In the current study, Nagayoshi et.al tested the hypothesis that a small social network and poor social support are associated with increased risk of incident stroke. They also tested whether vital exhaustion (fatigue, irritability, and feeling of demoralization) and systemic inflammation (hsCRP was used as the biomarker) were mediators of the association. After excluding participants with stroke and incomplete data, 13,686 and 13,683 participants were included in analyses for social network and social support respectively. Social network was measured using the 10-item Lubben Social Network Scale, and perceived social support was measured using a modified version of the Interpersonal Support Evaluation List-Short Form (ISEL-SF), previously used by ARIC investigators. Vital exhaustion was measured by the 21-item Maastricht Questionnaire. Appropriate statistical models were used. Stroke incidence was 4 per 1000 person-years. Those with a very small social network had increased risk of incident stroke, despite adjustment for age, sex, demographic, behavioral and stroke risk factors, with a HR of 1.44 (1.02-2.04). Vital exhaustion and hsCRP were then added to the model to test for mediation, and only vital exhaustion changed the beta enough to justify mediation. Lack of perceived social support was not associated with increased stroke risk after adjustment for other variables.
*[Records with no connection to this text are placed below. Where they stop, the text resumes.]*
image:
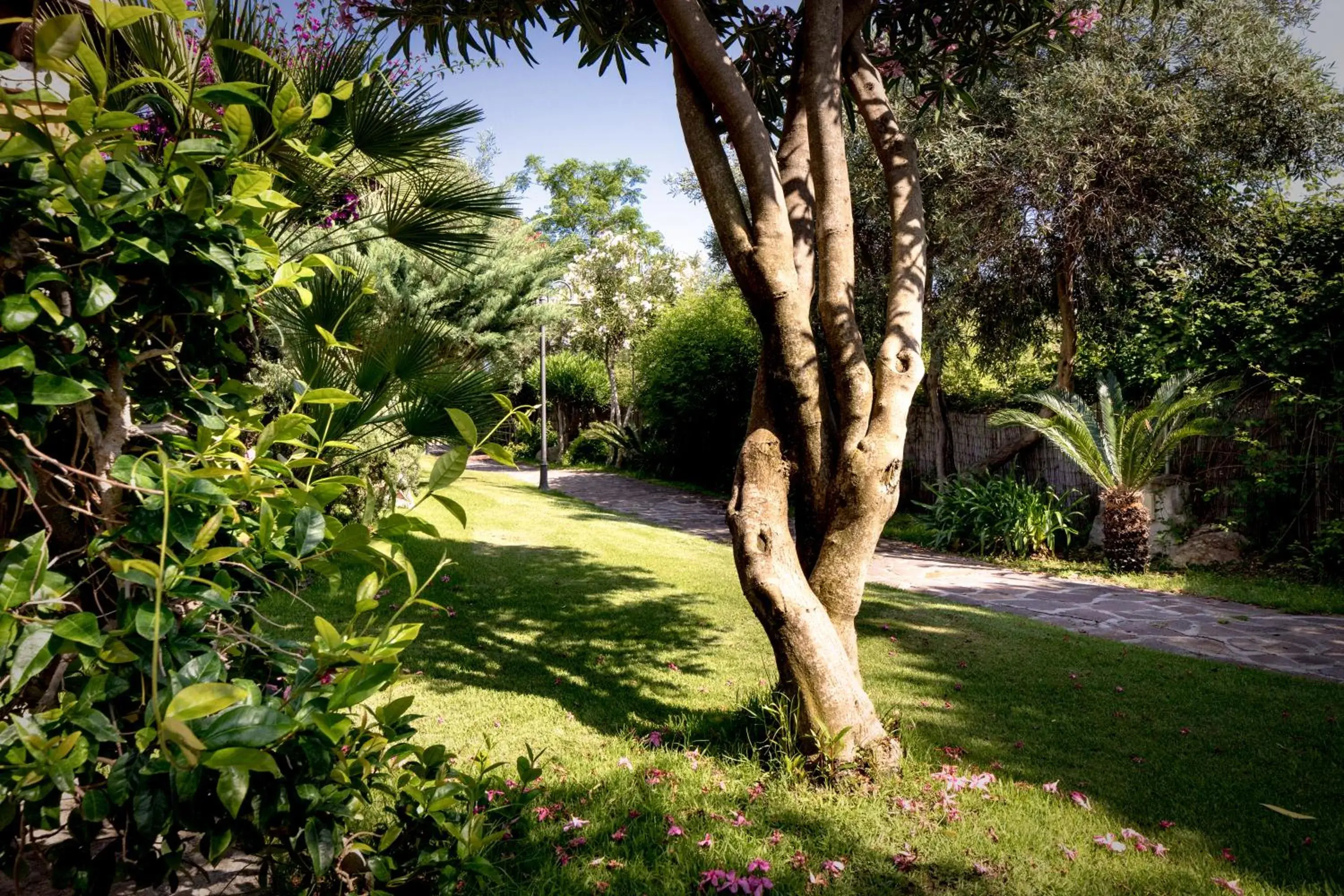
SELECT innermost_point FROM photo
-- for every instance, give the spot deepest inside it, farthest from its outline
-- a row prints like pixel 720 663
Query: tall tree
pixel 588 198
pixel 827 425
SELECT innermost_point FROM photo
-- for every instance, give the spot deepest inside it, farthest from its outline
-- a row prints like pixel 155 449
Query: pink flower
pixel 1109 841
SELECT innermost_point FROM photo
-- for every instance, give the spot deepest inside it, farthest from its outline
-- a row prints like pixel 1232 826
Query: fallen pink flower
pixel 1109 841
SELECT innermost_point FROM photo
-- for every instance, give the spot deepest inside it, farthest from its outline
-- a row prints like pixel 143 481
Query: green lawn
pixel 566 620
pixel 1271 591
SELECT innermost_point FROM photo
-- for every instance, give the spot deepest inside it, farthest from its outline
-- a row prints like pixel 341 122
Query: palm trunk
pixel 1125 524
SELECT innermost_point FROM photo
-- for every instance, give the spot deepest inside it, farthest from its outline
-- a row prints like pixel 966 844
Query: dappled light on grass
pixel 628 652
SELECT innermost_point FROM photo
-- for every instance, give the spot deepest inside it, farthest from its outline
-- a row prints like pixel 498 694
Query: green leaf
pixel 248 758
pixel 99 297
pixel 361 684
pixel 197 702
pixel 18 314
pixel 81 628
pixel 453 507
pixel 18 357
pixel 238 124
pixel 287 109
pixel 327 397
pixel 146 622
pixel 463 421
pixel 322 844
pixel 322 107
pixel 30 657
pixel 246 727
pixel 287 428
pixel 233 789
pixel 1289 813
pixel 52 390
pixel 448 468
pixel 93 68
pixel 57 41
pixel 310 530
pixel 248 50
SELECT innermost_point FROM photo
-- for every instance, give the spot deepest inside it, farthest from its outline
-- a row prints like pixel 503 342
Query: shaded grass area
pixel 1257 589
pixel 566 620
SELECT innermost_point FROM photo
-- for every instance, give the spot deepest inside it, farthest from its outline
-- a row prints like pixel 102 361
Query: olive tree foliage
pixel 1146 138
pixel 827 424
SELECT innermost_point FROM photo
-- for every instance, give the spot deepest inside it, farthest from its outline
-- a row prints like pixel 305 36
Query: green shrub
pixel 697 371
pixel 999 515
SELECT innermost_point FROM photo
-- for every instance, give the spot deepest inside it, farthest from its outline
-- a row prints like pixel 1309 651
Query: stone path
pixel 1199 626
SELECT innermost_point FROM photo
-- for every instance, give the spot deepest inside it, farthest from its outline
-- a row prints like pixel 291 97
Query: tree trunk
pixel 944 458
pixel 1124 524
pixel 831 433
pixel 1068 324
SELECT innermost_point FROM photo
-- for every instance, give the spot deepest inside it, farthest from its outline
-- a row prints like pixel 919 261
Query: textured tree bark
pixel 826 428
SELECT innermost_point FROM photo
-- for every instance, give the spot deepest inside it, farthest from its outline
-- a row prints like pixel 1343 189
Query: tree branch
pixel 722 84
pixel 835 220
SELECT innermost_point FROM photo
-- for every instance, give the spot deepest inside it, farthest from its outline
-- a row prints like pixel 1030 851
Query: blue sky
pixel 558 111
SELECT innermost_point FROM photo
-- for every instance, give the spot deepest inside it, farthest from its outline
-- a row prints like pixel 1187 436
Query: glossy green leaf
pixel 233 789
pixel 197 702
pixel 52 390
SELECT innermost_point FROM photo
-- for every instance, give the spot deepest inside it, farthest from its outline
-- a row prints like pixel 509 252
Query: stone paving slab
pixel 1305 645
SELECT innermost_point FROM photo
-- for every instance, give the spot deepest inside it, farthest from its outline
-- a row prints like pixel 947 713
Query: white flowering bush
pixel 620 284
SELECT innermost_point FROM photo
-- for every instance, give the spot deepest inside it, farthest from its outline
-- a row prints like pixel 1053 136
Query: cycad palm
pixel 1121 449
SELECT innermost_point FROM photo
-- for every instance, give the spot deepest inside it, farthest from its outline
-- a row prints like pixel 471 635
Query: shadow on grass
pixel 1144 735
pixel 553 622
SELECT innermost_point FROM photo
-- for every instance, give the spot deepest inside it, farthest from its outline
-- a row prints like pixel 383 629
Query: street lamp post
pixel 545 485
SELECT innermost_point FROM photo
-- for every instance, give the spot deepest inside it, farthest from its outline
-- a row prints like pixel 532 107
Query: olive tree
pixel 827 425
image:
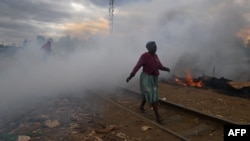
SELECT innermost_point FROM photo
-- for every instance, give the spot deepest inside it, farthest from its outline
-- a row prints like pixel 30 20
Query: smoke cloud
pixel 194 35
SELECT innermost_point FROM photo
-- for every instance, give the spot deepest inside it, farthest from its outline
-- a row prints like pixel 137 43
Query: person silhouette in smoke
pixel 47 50
pixel 149 77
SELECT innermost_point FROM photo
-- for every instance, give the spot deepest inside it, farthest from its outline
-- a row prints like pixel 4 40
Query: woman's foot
pixel 142 109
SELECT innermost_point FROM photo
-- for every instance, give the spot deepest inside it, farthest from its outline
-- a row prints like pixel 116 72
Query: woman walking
pixel 149 77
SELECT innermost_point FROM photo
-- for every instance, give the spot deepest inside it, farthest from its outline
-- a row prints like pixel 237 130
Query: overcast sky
pixel 196 35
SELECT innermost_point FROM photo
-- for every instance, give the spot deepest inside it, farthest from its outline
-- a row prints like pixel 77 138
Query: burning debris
pixel 227 86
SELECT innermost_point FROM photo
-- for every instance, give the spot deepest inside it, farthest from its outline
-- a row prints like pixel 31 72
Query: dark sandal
pixel 160 119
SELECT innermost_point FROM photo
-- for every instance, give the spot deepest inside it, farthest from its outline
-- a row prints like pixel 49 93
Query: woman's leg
pixel 143 103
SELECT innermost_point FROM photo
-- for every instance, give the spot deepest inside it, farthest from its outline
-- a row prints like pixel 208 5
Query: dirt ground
pixel 77 116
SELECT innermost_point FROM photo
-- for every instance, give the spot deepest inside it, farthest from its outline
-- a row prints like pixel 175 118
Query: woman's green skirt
pixel 149 87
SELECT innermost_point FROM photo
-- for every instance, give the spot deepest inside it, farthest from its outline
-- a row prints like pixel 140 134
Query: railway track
pixel 186 124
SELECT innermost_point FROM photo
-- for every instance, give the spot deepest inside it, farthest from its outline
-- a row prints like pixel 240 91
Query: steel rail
pixel 166 102
pixel 140 116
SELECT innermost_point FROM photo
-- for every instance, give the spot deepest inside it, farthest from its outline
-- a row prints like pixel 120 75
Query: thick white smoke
pixel 194 35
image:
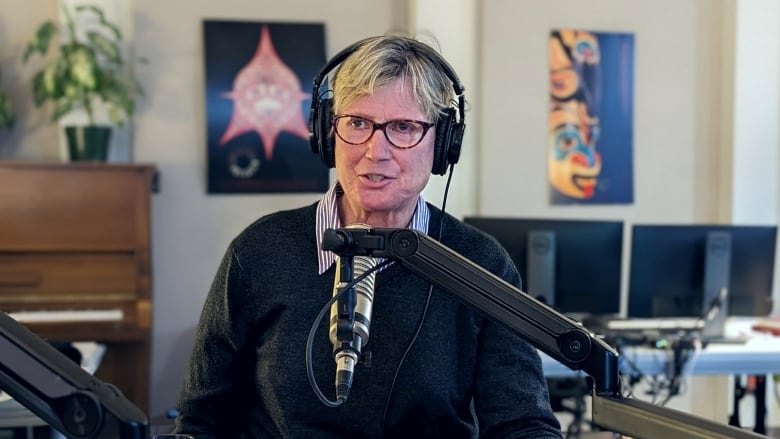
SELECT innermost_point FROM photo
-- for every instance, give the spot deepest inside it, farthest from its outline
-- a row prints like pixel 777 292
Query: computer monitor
pixel 572 265
pixel 681 270
pixel 60 392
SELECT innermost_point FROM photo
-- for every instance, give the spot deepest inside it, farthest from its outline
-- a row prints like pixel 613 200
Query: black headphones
pixel 449 128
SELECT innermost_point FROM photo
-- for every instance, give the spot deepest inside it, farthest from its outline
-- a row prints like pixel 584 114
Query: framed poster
pixel 258 95
pixel 590 117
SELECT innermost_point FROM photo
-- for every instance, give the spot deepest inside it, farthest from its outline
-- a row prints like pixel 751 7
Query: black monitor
pixel 60 392
pixel 573 265
pixel 680 270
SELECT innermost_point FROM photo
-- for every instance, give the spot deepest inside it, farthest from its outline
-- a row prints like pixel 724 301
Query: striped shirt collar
pixel 328 218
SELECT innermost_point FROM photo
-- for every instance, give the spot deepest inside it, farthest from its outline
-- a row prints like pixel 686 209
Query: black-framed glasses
pixel 401 133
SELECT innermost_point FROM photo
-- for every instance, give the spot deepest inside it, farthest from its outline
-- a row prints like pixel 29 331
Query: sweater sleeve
pixel 213 384
pixel 511 396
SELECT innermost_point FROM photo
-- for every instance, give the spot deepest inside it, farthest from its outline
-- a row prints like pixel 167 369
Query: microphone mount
pixel 555 334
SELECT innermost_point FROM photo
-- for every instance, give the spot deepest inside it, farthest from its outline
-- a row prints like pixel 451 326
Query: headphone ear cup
pixel 441 145
pixel 324 133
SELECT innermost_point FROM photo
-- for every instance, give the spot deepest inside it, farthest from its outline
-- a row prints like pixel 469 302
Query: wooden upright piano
pixel 75 260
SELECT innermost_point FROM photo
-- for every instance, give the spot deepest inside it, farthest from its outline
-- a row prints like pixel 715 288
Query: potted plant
pixel 6 110
pixel 88 73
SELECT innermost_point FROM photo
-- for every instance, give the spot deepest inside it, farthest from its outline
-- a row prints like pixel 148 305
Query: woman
pixel 437 368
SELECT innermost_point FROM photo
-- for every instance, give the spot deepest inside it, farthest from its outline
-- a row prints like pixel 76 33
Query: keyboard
pixel 660 324
pixel 73 315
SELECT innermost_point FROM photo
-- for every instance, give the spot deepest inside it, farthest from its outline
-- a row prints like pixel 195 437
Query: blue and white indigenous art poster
pixel 590 117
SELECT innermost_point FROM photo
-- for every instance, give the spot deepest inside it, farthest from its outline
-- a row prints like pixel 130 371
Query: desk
pixel 758 356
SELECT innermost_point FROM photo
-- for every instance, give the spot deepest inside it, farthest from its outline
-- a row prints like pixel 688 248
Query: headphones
pixel 449 127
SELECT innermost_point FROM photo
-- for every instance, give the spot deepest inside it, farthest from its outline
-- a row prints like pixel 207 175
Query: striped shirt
pixel 328 218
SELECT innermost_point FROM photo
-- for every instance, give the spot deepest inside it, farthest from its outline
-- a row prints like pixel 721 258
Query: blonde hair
pixel 381 60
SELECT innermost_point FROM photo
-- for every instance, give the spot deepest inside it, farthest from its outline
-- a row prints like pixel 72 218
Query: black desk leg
pixel 739 392
pixel 760 395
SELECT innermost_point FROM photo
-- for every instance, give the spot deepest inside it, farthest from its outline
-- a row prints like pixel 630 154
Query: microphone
pixel 350 316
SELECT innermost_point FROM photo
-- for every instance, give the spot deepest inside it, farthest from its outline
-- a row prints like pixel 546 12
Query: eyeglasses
pixel 401 133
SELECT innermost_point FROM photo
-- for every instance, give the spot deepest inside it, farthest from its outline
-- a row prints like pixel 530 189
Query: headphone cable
pixel 425 309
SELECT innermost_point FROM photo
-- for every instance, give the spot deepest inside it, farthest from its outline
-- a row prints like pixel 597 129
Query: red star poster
pixel 258 95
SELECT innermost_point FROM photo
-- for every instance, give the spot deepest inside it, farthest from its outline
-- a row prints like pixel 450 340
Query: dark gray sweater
pixel 247 375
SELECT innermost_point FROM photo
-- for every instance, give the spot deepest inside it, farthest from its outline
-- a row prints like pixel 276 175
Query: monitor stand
pixel 717 269
pixel 540 265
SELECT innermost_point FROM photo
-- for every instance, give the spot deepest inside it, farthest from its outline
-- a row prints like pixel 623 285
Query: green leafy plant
pixel 88 70
pixel 6 110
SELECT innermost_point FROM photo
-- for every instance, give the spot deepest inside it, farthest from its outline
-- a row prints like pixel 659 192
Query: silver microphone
pixel 348 347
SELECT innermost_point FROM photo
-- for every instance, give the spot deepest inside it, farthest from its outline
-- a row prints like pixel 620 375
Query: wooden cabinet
pixel 75 239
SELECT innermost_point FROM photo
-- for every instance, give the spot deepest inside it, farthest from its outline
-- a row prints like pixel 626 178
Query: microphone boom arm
pixel 555 334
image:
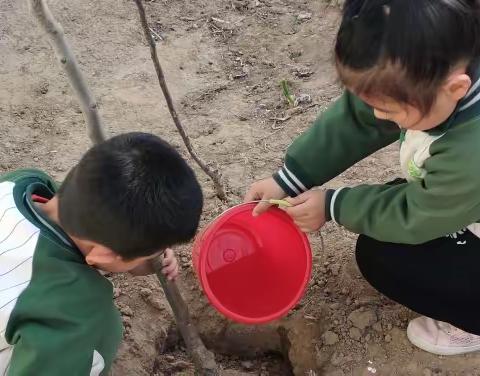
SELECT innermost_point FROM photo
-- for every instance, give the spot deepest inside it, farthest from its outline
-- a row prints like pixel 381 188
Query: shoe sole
pixel 440 350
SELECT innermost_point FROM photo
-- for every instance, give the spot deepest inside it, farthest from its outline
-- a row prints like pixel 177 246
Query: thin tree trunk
pixel 63 51
pixel 203 359
pixel 168 98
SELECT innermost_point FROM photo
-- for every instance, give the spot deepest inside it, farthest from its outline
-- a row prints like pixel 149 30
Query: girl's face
pixel 407 116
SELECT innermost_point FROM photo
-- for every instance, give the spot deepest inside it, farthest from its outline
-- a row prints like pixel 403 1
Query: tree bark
pixel 168 98
pixel 203 359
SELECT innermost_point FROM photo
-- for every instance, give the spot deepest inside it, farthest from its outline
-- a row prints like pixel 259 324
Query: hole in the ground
pixel 173 358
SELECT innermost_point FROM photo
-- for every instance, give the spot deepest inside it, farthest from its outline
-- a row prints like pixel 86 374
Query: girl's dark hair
pixel 405 49
pixel 134 194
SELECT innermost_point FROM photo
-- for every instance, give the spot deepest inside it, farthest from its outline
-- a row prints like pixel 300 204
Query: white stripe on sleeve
pixel 287 182
pixel 98 364
pixel 332 204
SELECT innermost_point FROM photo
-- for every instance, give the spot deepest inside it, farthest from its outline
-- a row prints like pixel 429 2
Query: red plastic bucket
pixel 253 270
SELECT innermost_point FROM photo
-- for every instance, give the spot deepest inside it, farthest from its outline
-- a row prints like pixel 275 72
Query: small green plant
pixel 286 93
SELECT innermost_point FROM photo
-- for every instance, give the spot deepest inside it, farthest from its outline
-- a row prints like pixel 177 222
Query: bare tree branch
pixel 168 98
pixel 203 359
pixel 56 37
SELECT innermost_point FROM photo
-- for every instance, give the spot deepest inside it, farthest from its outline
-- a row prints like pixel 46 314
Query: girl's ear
pixel 457 86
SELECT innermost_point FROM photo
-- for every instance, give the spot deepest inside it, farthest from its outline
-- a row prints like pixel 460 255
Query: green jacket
pixel 442 168
pixel 57 315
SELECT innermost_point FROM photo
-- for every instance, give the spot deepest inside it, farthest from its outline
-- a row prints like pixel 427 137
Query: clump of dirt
pixel 224 61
The findings are in concordance with 2 prior studies, which also supported association between small social network and incident stroke. The effect size in this study is striking, as those who self-reported a small social network had a 40% increased risk of stroke. The fact that the authors tested hsCRP and vital exhaustion to get at the underlying mechanism of the relationship deserves praise, as it shed light on how mental stress and its somatic correlates have potential to disturb homeostatic mechanisms and cause cerebrovascular disease. There has been a plethora of literature linking chronic stress and subsequent activation of hypothalamic pituitary axis with neuroimmune and inflammatory markers. Given the observational nature of the data, only association (and not causation) can be inferred from the study. The scales used to measure social network and social support need further validation in neurologic populations, and the self-reported nature of data collection makes measurement error and big drawback. Also, the actual prevalence of small social network and poor social support was very low in the cohort (2.8% and 0.5% respectively), significantly under powering it.
These results bring into limelight the fact that while we focus most of our efforts on traditional behavioral, demographic and medical risk factors for stroke, social interventions also have an important role in stroke prevention. WHO defines health as a state of complete physical, mental and social well-being. And we should try our best to help all our patients achieve this noble goal.